THE Special Representative for Racial Justice and Equity Desirée Cormier Smith to the United States President Joe Biden, at a briefing, spoke on her principal’s quest for racial equity and justice. Excerpts:
In June of this year, U.S. Secretary of State Antony Blinken appointed me as the State Department’s first-ever special representative for racial equity and justice. In this historic new rule, I am focused on advancing racial and ethnic equity and justice globally through our foreign affairs work. It is my job to ensure that U.S. foreign policy, programs, and processes advance the human rights of people belonging to marginalized racial and ethnic groups, including indigenous peoples, and that we are working to combat systemic racism, discrimination, violence, and xenophobia around the world.
This work has always been near and dear to my heart. I grew in Inglewood, California, where my grandfather, Larry Aubry, a renowned black activist in the area, dedicated his life to the pursuit of justice and equality. When I first began my career in foreign policy, he reminded me that there were problems in our own community and encouraged me to focus my energy and talents at home. But I decided to do both: pursue a career in foreign policy while never losing touch with the struggles here at home because I believe, as Maya Angelou put it, none of us is free until all of us are free.
Devaluation of black lives
Anti-black racism and the devaluation of black lives has plagued the world for centuries. From the transatlantic slave trade to the devastating colonization on the African continent, to hate crimes and predatory community violence, to blatant and institutionalized racism that codified income inequality, health disparities, and poverty into law, this distinct type of racism is one that people of African descent around the world know all too well.
The International Day for People of African Descent is an opportunity for the world to bring global attention to the various forms of discrimination faced by people of African descent everywhere. As UN Secretary-General Guterres put it, “It is a long overdue recognition of the profound injustices and systemic discrimination that people of African descent have endured for centuries, and continue to confront today.”
This is why the United States was proud to strongly support the creation of the UN Permanent Forum on People of African Descent and why, as Ambassador Thomas-Greenfield noted, we nominated Howard Law Professor Justin Hansford to serve on the inaugural body.
Systemic racism makes societies less stable, less peaceful, and less prosperous. So beyond it being the morally right thing to do, addressing racial inequities is in our national security interest. This is why the United States has committed to advancing equity for members of marginalized racial and ethnic communities both at here – here at home and abroad. And
to give you a sense of what that means in practice, let me offer just a few examples of what the State Department is doing around the world.
In Brazil, the United States is supporting local partners to document and report on human rights violations and abuses against Afro-descendants and to promote religious tolerance and reduce violence and discrimination against practitioners of African-based religions.
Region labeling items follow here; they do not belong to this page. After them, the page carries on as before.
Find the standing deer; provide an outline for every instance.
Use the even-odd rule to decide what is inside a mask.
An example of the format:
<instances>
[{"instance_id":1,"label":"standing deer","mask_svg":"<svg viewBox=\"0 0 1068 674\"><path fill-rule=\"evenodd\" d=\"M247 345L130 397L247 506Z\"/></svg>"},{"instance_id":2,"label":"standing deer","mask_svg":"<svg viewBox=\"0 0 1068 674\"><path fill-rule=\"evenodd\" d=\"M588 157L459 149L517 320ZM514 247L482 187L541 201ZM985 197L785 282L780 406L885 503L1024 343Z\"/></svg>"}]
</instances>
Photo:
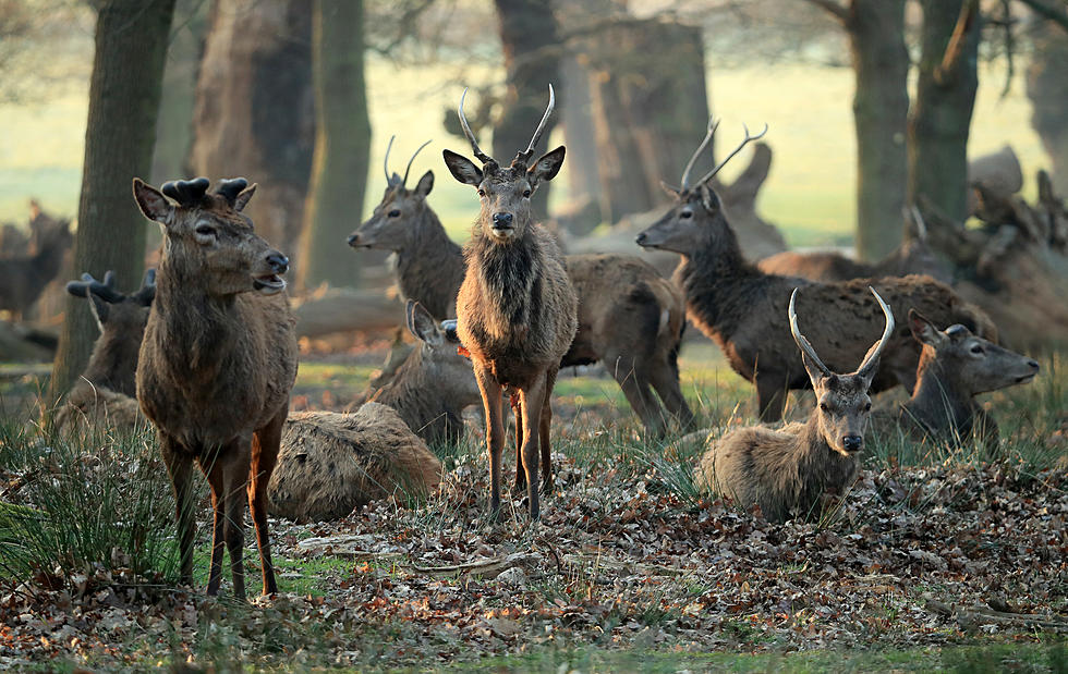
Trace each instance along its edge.
<instances>
[{"instance_id":1,"label":"standing deer","mask_svg":"<svg viewBox=\"0 0 1068 674\"><path fill-rule=\"evenodd\" d=\"M243 491L256 527L263 591L278 591L267 481L296 379L294 320L280 275L289 260L242 215L256 191L247 185L242 177L226 180L208 194L205 177L167 183L162 192L141 179L133 183L142 212L163 225L156 299L136 381L137 400L158 429L174 487L182 580L193 579L195 462L211 487L215 508L207 591L219 591L226 544L240 598L245 596Z\"/></svg>"},{"instance_id":2,"label":"standing deer","mask_svg":"<svg viewBox=\"0 0 1068 674\"><path fill-rule=\"evenodd\" d=\"M349 245L393 252L401 294L438 319L454 317L465 272L463 252L427 204L434 173L427 171L410 189L410 169L411 160L404 177L386 169L386 193L372 217L349 236ZM679 385L678 353L685 327L679 290L632 255L568 255L563 260L579 297L579 331L560 367L604 363L651 436L664 433L664 408L683 428L691 426L693 413ZM515 477L522 487L519 457Z\"/></svg>"},{"instance_id":3,"label":"standing deer","mask_svg":"<svg viewBox=\"0 0 1068 674\"><path fill-rule=\"evenodd\" d=\"M867 390L894 333L894 313L875 289L870 290L886 324L883 336L851 375L837 375L824 365L801 333L794 310L798 289L793 290L790 333L812 381L816 407L803 424L780 430L741 428L724 436L701 457L695 475L701 487L747 508L760 504L765 517L782 522L809 514L825 492L840 492L852 482L872 409Z\"/></svg>"},{"instance_id":4,"label":"standing deer","mask_svg":"<svg viewBox=\"0 0 1068 674\"><path fill-rule=\"evenodd\" d=\"M838 283L806 282L760 271L745 261L738 240L708 186L709 180L748 143L767 132L745 138L718 166L691 183L693 162L707 146L716 125L697 147L682 173L681 187L673 191L676 205L638 235L638 244L673 250L682 256L675 272L676 282L687 295L690 319L715 341L730 366L756 384L761 418L781 418L786 393L810 385L790 333L777 317L786 310L790 289L804 289L801 309L823 320L811 332L812 342L833 369L842 370L864 355L863 344L879 330L879 310L867 295L874 285L898 315L915 307L939 323L961 323L982 336L996 339L990 318L961 299L949 286L930 277L910 275L874 281ZM885 345L883 366L875 373L873 391L898 383L912 390L920 359L920 345L906 331L890 335Z\"/></svg>"},{"instance_id":5,"label":"standing deer","mask_svg":"<svg viewBox=\"0 0 1068 674\"><path fill-rule=\"evenodd\" d=\"M486 413L493 516L500 511L502 390L507 387L519 392L517 436L521 428L530 515L537 519L538 450L549 490L549 399L560 359L578 328L578 298L565 271L563 256L531 212L531 195L542 181L553 180L563 164L563 146L529 164L554 105L549 85L549 105L530 145L502 168L478 147L463 117L461 96L460 125L482 169L461 155L444 151L453 177L474 186L482 203L478 222L464 248L466 272L457 296L457 334L471 354Z\"/></svg>"}]
</instances>

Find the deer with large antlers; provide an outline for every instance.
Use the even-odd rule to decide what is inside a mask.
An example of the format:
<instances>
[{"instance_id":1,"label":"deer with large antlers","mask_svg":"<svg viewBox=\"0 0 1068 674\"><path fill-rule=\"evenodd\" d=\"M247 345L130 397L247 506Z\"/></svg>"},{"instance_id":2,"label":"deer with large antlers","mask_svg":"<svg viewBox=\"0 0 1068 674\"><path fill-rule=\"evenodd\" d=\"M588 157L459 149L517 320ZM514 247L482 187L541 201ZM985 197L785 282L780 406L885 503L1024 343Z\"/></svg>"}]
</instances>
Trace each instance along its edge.
<instances>
[{"instance_id":1,"label":"deer with large antlers","mask_svg":"<svg viewBox=\"0 0 1068 674\"><path fill-rule=\"evenodd\" d=\"M694 152L707 146L716 125ZM745 138L712 171L693 182L690 160L681 186L673 189L676 204L670 211L638 235L638 244L672 250L682 256L675 279L687 295L690 319L719 344L730 366L756 384L760 415L764 420L781 418L790 389L808 388L810 379L793 346L793 339L778 319L786 310L790 289L801 285L801 309L822 320L811 334L816 350L836 370L861 359L863 344L879 331L879 311L867 295L873 285L898 315L915 308L942 323L961 323L981 336L996 339L990 318L961 299L949 286L930 277L909 275L873 281L816 283L791 277L766 274L748 262L738 240L709 186L709 181L747 144L766 133ZM883 365L872 381L873 391L898 383L911 391L920 345L908 331L889 335Z\"/></svg>"},{"instance_id":2,"label":"deer with large antlers","mask_svg":"<svg viewBox=\"0 0 1068 674\"><path fill-rule=\"evenodd\" d=\"M790 333L816 394L816 406L803 424L780 430L760 426L731 431L716 442L697 466L696 482L731 498L742 507L760 504L766 518L782 522L809 515L826 492L841 492L859 469L864 430L872 409L867 390L879 356L894 333L894 313L875 296L886 319L883 335L864 355L857 371L835 373L816 355L798 328L790 295Z\"/></svg>"},{"instance_id":3,"label":"deer with large antlers","mask_svg":"<svg viewBox=\"0 0 1068 674\"><path fill-rule=\"evenodd\" d=\"M478 147L463 115L461 96L460 125L483 166L480 169L461 155L444 151L453 177L475 187L482 203L478 222L464 249L466 272L457 296L457 333L471 354L482 391L494 516L500 510L505 446L501 393L505 388L518 391L517 427L522 432L517 436L522 438L530 515L537 519L539 482L546 490L553 485L549 399L560 359L578 328L578 299L563 256L531 212L531 195L543 181L553 180L563 164L563 146L531 163L554 105L549 85L549 105L530 145L508 167L501 167Z\"/></svg>"},{"instance_id":4,"label":"deer with large antlers","mask_svg":"<svg viewBox=\"0 0 1068 674\"><path fill-rule=\"evenodd\" d=\"M207 188L205 177L167 183L162 191L134 179L142 212L163 225L156 299L137 363L137 400L159 431L174 487L182 580L193 579L196 463L215 510L208 595L219 591L226 546L233 593L244 598L245 492L263 591L278 591L267 481L296 379L296 336L281 278L289 260L241 212L256 185L239 177L222 181L215 193Z\"/></svg>"}]
</instances>

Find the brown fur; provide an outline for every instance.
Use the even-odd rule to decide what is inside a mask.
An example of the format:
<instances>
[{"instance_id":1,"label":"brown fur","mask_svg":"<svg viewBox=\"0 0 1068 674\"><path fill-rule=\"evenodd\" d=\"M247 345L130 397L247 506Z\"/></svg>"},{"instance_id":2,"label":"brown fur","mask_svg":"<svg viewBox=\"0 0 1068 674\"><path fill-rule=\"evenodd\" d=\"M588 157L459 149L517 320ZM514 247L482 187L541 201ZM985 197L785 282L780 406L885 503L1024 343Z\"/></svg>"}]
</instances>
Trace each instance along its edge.
<instances>
[{"instance_id":1,"label":"brown fur","mask_svg":"<svg viewBox=\"0 0 1068 674\"><path fill-rule=\"evenodd\" d=\"M441 462L397 412L366 403L291 416L267 495L271 514L319 522L395 494L425 495L440 479Z\"/></svg>"},{"instance_id":2,"label":"brown fur","mask_svg":"<svg viewBox=\"0 0 1068 674\"><path fill-rule=\"evenodd\" d=\"M975 402L975 395L1031 381L1037 361L975 336L963 326L938 330L915 310L909 328L923 351L912 397L895 410L872 416L873 432L886 437L899 430L917 440L932 438L959 443L974 432L996 444L997 424Z\"/></svg>"},{"instance_id":3,"label":"brown fur","mask_svg":"<svg viewBox=\"0 0 1068 674\"><path fill-rule=\"evenodd\" d=\"M464 261L426 203L433 185L430 171L414 189L391 183L371 219L349 236L349 245L395 252L401 293L440 319L456 316ZM690 427L693 413L682 397L677 363L685 324L679 290L631 255L563 259L579 297L579 329L560 367L603 361L654 436L663 434L666 422L660 402Z\"/></svg>"},{"instance_id":4,"label":"brown fur","mask_svg":"<svg viewBox=\"0 0 1068 674\"><path fill-rule=\"evenodd\" d=\"M0 310L10 311L14 320L22 320L59 274L74 241L70 224L36 210L29 222L33 250L0 258Z\"/></svg>"},{"instance_id":5,"label":"brown fur","mask_svg":"<svg viewBox=\"0 0 1068 674\"><path fill-rule=\"evenodd\" d=\"M699 185L677 198L670 211L638 236L638 243L682 256L675 278L687 295L690 319L719 344L735 371L756 385L765 420L781 417L788 389L809 385L789 329L778 318L786 313L794 286L801 286L799 313L822 318L810 329L810 339L835 370L860 360L863 344L879 333L881 313L867 293L870 284L899 316L915 307L942 324L962 323L996 339L981 309L930 277L815 283L766 274L742 258L715 192ZM872 390L900 383L911 391L919 359L919 344L900 329L887 346Z\"/></svg>"},{"instance_id":6,"label":"brown fur","mask_svg":"<svg viewBox=\"0 0 1068 674\"><path fill-rule=\"evenodd\" d=\"M175 207L155 188L134 181L142 211L165 225L156 301L136 379L137 399L159 431L160 452L174 485L182 578L192 581L191 473L196 462L211 486L215 505L208 593L218 592L226 543L234 595L244 597L246 489L264 593L277 591L266 487L296 378L296 336L284 283L277 275L286 271L288 260L257 236L252 221L240 212L255 185L240 194L223 189L210 195L201 189L199 196L183 198Z\"/></svg>"}]
</instances>

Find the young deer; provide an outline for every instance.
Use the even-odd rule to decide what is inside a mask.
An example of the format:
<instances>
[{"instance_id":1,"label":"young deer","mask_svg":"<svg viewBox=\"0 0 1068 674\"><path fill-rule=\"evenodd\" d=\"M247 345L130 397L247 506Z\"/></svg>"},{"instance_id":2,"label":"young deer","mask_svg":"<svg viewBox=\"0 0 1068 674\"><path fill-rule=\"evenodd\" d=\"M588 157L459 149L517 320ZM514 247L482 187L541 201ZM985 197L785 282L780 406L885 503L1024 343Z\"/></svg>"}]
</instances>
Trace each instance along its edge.
<instances>
[{"instance_id":1,"label":"young deer","mask_svg":"<svg viewBox=\"0 0 1068 674\"><path fill-rule=\"evenodd\" d=\"M715 132L709 124L694 158ZM766 132L766 128L765 128ZM761 134L763 135L763 134ZM961 323L979 334L996 339L990 318L961 299L949 286L930 277L883 278L874 281L815 283L791 277L765 274L748 262L738 240L708 182L727 161L758 136L745 131L745 139L696 183L690 183L694 159L675 191L676 205L638 235L638 244L673 250L682 256L675 272L687 295L690 319L719 344L736 372L756 384L762 419L778 420L789 389L808 388L809 378L793 340L781 319L790 289L804 289L801 309L823 320L810 333L816 348L832 368L840 370L857 363L863 344L879 330L879 311L867 296L874 285L898 315L917 307L940 323ZM920 359L920 345L908 332L891 335L886 357L872 382L873 391L898 383L912 390Z\"/></svg>"},{"instance_id":2,"label":"young deer","mask_svg":"<svg viewBox=\"0 0 1068 674\"><path fill-rule=\"evenodd\" d=\"M886 317L883 336L869 350L857 371L836 375L823 364L798 329L790 295L790 332L816 394L816 407L804 424L780 430L755 426L731 431L701 458L695 480L743 507L760 504L764 516L782 522L804 516L827 491L839 492L857 476L864 449L864 427L872 409L867 395L878 358L894 333L894 314L870 289Z\"/></svg>"},{"instance_id":3,"label":"young deer","mask_svg":"<svg viewBox=\"0 0 1068 674\"><path fill-rule=\"evenodd\" d=\"M451 318L465 271L463 252L427 203L434 173L427 171L413 189L406 177L408 170L404 177L386 170L386 193L349 245L393 252L401 294L438 319ZM691 426L693 413L679 385L681 292L632 255L568 255L563 261L579 297L579 331L560 367L604 363L652 436L664 433L668 414ZM524 486L521 459L515 476L517 486Z\"/></svg>"},{"instance_id":4,"label":"young deer","mask_svg":"<svg viewBox=\"0 0 1068 674\"><path fill-rule=\"evenodd\" d=\"M517 434L521 427L530 514L532 519L537 519L539 449L546 490L553 485L549 397L560 359L571 346L578 328L578 299L563 267L563 256L531 212L531 195L542 181L553 180L563 164L563 146L529 164L554 103L549 85L549 105L534 137L508 168L502 168L480 149L463 117L461 96L460 125L483 167L480 169L456 152L444 151L452 175L474 186L482 201L478 222L464 249L468 268L457 296L457 333L471 354L482 391L494 516L500 510L500 458L505 446L502 390L519 391Z\"/></svg>"},{"instance_id":5,"label":"young deer","mask_svg":"<svg viewBox=\"0 0 1068 674\"><path fill-rule=\"evenodd\" d=\"M963 326L938 330L909 309L912 336L923 345L912 397L896 410L876 410L873 433L898 429L922 439L959 442L975 431L981 442L998 440L997 424L975 402L980 393L1031 381L1039 363L975 336Z\"/></svg>"},{"instance_id":6,"label":"young deer","mask_svg":"<svg viewBox=\"0 0 1068 674\"><path fill-rule=\"evenodd\" d=\"M195 462L215 508L208 595L219 591L226 544L240 598L246 490L263 591L278 591L267 481L296 378L294 320L280 275L289 260L241 213L256 189L246 186L241 177L222 181L215 194L207 194L205 177L167 183L162 192L139 179L133 184L142 212L163 225L156 299L137 363L137 400L159 431L174 486L182 580L193 579Z\"/></svg>"}]
</instances>

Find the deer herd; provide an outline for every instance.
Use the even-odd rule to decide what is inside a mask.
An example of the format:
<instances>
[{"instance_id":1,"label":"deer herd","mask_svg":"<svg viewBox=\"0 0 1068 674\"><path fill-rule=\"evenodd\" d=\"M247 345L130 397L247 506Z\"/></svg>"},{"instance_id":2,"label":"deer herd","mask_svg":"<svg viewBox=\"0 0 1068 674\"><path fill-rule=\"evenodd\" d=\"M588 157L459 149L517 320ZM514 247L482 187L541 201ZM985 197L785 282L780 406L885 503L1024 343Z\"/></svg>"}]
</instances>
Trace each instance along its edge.
<instances>
[{"instance_id":1,"label":"deer herd","mask_svg":"<svg viewBox=\"0 0 1068 674\"><path fill-rule=\"evenodd\" d=\"M709 124L679 186L670 188L675 204L638 235L642 248L680 256L668 280L635 256L563 255L539 224L531 196L565 161L562 146L535 158L554 111L551 86L530 144L507 163L480 148L463 102L461 96L460 125L476 161L448 149L444 159L477 193L469 243L462 249L452 243L430 208L432 171L408 186L426 144L403 176L390 174L387 149L386 192L348 243L396 254L416 338L372 401L392 407L430 443L460 442L464 407L481 403L490 518L501 511L506 402L515 413L514 485L531 519L553 492L551 402L561 367L603 364L651 439L672 426L693 430L679 383L687 318L755 385L761 420L711 442L694 481L743 507L758 505L774 520L808 516L826 494L848 491L871 434L996 442L997 427L973 396L1039 371L1034 360L996 344L982 309L931 275L879 275L894 273L887 261L861 269L869 278L814 280L800 275L811 269L789 257L760 266L745 259L716 174L766 127L757 135L747 130L726 159L694 180L692 169L716 131ZM116 291L110 275L101 282L86 274L69 285L92 301L101 338L58 420L99 419L95 405L112 420L143 413L157 429L174 489L183 579L193 571L195 464L214 507L208 593L219 590L226 547L233 591L244 596L245 498L263 591L272 593L267 485L279 461L307 456L289 452L282 439L298 368L283 280L289 260L242 213L256 185L234 179L208 188L203 177L160 189L134 179L142 212L162 225L159 266L130 296ZM829 266L833 260L816 265L810 275ZM907 324L899 329L896 317ZM871 394L898 384L911 397L873 409ZM809 388L815 406L808 419L775 424L788 392ZM433 454L424 454L438 470ZM424 454L409 452L405 461ZM288 480L293 468L283 468ZM318 469L316 477L325 475Z\"/></svg>"}]
</instances>

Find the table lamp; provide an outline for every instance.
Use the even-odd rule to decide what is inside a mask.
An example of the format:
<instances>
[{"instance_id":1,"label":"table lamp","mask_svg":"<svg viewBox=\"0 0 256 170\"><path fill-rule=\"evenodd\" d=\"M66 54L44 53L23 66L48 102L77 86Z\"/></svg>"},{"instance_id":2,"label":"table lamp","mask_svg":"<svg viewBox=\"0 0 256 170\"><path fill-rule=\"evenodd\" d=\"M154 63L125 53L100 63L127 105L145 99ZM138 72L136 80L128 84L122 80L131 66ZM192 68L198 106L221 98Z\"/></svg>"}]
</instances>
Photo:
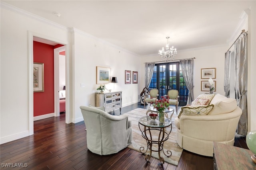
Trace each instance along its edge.
<instances>
[{"instance_id":1,"label":"table lamp","mask_svg":"<svg viewBox=\"0 0 256 170\"><path fill-rule=\"evenodd\" d=\"M114 89L115 89L115 83L118 83L117 81L117 78L116 77L112 77L111 79L111 83L114 83Z\"/></svg>"}]
</instances>

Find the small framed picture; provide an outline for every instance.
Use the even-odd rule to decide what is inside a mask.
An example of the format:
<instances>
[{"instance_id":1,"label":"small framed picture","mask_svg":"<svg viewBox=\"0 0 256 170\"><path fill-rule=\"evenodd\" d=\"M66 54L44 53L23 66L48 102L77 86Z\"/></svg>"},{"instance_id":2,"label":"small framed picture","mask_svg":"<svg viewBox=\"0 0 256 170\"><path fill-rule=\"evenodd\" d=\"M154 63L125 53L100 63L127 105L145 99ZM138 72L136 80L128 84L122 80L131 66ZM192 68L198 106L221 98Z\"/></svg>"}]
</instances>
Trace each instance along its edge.
<instances>
[{"instance_id":1,"label":"small framed picture","mask_svg":"<svg viewBox=\"0 0 256 170\"><path fill-rule=\"evenodd\" d=\"M132 72L132 83L138 83L138 72Z\"/></svg>"},{"instance_id":2,"label":"small framed picture","mask_svg":"<svg viewBox=\"0 0 256 170\"><path fill-rule=\"evenodd\" d=\"M213 87L214 88L214 92L216 92L216 81L213 81ZM201 81L201 91L209 91L210 84L208 81Z\"/></svg>"},{"instance_id":3,"label":"small framed picture","mask_svg":"<svg viewBox=\"0 0 256 170\"><path fill-rule=\"evenodd\" d=\"M125 84L130 84L132 83L132 71L128 70L125 70Z\"/></svg>"},{"instance_id":4,"label":"small framed picture","mask_svg":"<svg viewBox=\"0 0 256 170\"><path fill-rule=\"evenodd\" d=\"M201 78L216 78L216 68L201 68Z\"/></svg>"},{"instance_id":5,"label":"small framed picture","mask_svg":"<svg viewBox=\"0 0 256 170\"><path fill-rule=\"evenodd\" d=\"M44 63L34 63L33 88L34 92L44 92Z\"/></svg>"},{"instance_id":6,"label":"small framed picture","mask_svg":"<svg viewBox=\"0 0 256 170\"><path fill-rule=\"evenodd\" d=\"M111 68L96 66L96 84L104 84L110 82Z\"/></svg>"}]
</instances>

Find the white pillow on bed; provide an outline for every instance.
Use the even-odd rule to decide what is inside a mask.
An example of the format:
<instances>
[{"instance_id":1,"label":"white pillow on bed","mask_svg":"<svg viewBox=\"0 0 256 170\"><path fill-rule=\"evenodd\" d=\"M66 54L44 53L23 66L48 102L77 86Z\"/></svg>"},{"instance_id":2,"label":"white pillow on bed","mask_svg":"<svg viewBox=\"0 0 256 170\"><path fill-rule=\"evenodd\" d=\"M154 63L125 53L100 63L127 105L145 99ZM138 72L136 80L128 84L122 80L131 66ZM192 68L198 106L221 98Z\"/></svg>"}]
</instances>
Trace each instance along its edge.
<instances>
[{"instance_id":1,"label":"white pillow on bed","mask_svg":"<svg viewBox=\"0 0 256 170\"><path fill-rule=\"evenodd\" d=\"M60 90L59 92L60 94L60 98L66 98L66 91L65 90Z\"/></svg>"}]
</instances>

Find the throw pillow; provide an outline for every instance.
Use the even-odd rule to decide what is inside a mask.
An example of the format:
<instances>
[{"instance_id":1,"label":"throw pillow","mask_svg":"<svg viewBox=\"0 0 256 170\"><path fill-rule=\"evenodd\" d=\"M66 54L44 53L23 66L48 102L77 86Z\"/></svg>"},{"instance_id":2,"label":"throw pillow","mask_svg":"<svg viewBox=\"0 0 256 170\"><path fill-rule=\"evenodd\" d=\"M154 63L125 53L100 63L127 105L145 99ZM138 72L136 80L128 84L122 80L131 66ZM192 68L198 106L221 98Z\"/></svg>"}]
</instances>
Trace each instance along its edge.
<instances>
[{"instance_id":1,"label":"throw pillow","mask_svg":"<svg viewBox=\"0 0 256 170\"><path fill-rule=\"evenodd\" d=\"M195 103L196 100L198 98L208 99L208 100L209 100L209 103L210 104L210 103L211 101L212 101L212 100L213 98L214 97L214 96L215 96L215 94L200 94L199 96L198 96L197 97L197 98L196 98L196 99L195 100L194 100L194 101L192 102L191 103L191 105L192 105L192 106L196 105L196 104L195 104Z\"/></svg>"},{"instance_id":2,"label":"throw pillow","mask_svg":"<svg viewBox=\"0 0 256 170\"><path fill-rule=\"evenodd\" d=\"M220 94L215 95L210 104L214 105L214 107L209 113L209 115L230 113L237 107L236 99L228 98Z\"/></svg>"},{"instance_id":3,"label":"throw pillow","mask_svg":"<svg viewBox=\"0 0 256 170\"><path fill-rule=\"evenodd\" d=\"M207 115L213 108L213 104L207 106L186 106L181 107L178 118L182 115Z\"/></svg>"},{"instance_id":4,"label":"throw pillow","mask_svg":"<svg viewBox=\"0 0 256 170\"><path fill-rule=\"evenodd\" d=\"M201 99L197 98L194 103L194 105L209 105L210 100L207 99Z\"/></svg>"}]
</instances>

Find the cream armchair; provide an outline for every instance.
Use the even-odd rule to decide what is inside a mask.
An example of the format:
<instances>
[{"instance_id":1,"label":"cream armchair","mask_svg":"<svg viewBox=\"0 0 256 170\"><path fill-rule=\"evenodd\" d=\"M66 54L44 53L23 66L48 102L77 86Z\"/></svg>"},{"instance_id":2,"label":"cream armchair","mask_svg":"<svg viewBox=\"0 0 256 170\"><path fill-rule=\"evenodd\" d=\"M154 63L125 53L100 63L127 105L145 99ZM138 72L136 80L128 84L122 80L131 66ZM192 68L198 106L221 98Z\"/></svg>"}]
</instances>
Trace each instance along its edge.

In Colombia, U.S. implementing partners work at the national and local levels to support more effective and inclusive political, truth-telling, and accountability processes to prioritize the needs of Afro-Colombian, indigenous, and campesino populations.
In Mauritania, Mali, and Niger, the United States supports improved social integration and economic empowerment for former hereditary slaves, and strengthens the local – the legal and political systems that identify and protect those vulnerable to slavery, exploitation, and re-enslavement.